We know that when mothers leave the workforce to care for a child, they forgo $145,000 in earnings throughout their lifetime on average. If parents are forced to leave the workforce, families struggle, and our economy is weakened. I saw the struggle first-hand: my mother couldn’t afford child care even though she worked three jobs just to put food on the table for her six kids and keep a roof over our heads. So, my sister had to help raise me and my siblings because the city was not there to help us when we needed it.
I am proud to say that our Municipal Child Care Pilot Program builds on the work we have already done to help put more money back into the pockets of municipal employees and make child care more affordable for all New Yorkers.

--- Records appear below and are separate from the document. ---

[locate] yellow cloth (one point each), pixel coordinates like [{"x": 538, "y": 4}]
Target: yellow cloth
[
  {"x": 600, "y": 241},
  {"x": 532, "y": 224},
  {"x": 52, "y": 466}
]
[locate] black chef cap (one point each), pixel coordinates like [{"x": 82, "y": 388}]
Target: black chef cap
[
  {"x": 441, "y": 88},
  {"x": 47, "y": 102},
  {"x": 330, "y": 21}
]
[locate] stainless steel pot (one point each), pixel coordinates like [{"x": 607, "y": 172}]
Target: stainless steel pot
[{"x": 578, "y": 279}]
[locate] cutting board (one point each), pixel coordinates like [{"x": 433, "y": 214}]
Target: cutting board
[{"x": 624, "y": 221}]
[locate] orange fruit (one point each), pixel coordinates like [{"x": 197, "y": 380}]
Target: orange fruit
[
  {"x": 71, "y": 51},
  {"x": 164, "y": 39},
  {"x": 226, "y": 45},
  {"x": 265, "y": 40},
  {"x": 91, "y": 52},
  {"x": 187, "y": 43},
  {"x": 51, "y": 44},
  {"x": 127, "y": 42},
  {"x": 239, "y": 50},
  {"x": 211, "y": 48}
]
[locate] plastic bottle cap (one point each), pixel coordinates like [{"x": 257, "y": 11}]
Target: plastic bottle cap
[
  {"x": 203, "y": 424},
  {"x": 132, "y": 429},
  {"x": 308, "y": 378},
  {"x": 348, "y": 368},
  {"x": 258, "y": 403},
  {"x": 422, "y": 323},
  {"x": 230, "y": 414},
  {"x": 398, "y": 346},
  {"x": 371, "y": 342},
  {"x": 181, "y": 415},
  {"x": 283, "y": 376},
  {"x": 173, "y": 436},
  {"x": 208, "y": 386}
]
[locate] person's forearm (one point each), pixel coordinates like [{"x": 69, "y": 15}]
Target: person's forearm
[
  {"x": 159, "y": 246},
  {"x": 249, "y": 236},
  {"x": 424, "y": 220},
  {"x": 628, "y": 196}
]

This work includes wiping out $360 million in student loan debt for 100,000 of our hard-working public servants, and investing $70 million in our “Best Budget Ever” towards supporting pre-K special education students who require occupational therapy, speech therapy, and other related services.
We have also worked to make child care funding permanent in our city budget by adding $170 million more into early childhood education. This allows critical programs like pre-K special education and the expansion of our citywide 3-K program to be supported into the future.
Additionally, we have driven down the cost of subsidized child care by over 90 percent since we came into office. Thanks to our efforts, a family earning $55,000 a year went from spending $55 a week on child care in 2022 to just $4.80 a week today.
In New York, we know it takes a city to raise a child, and with these investments we are not only making our city more affordable but making it the best place to find opportunity, raise a family, and live the American Dream.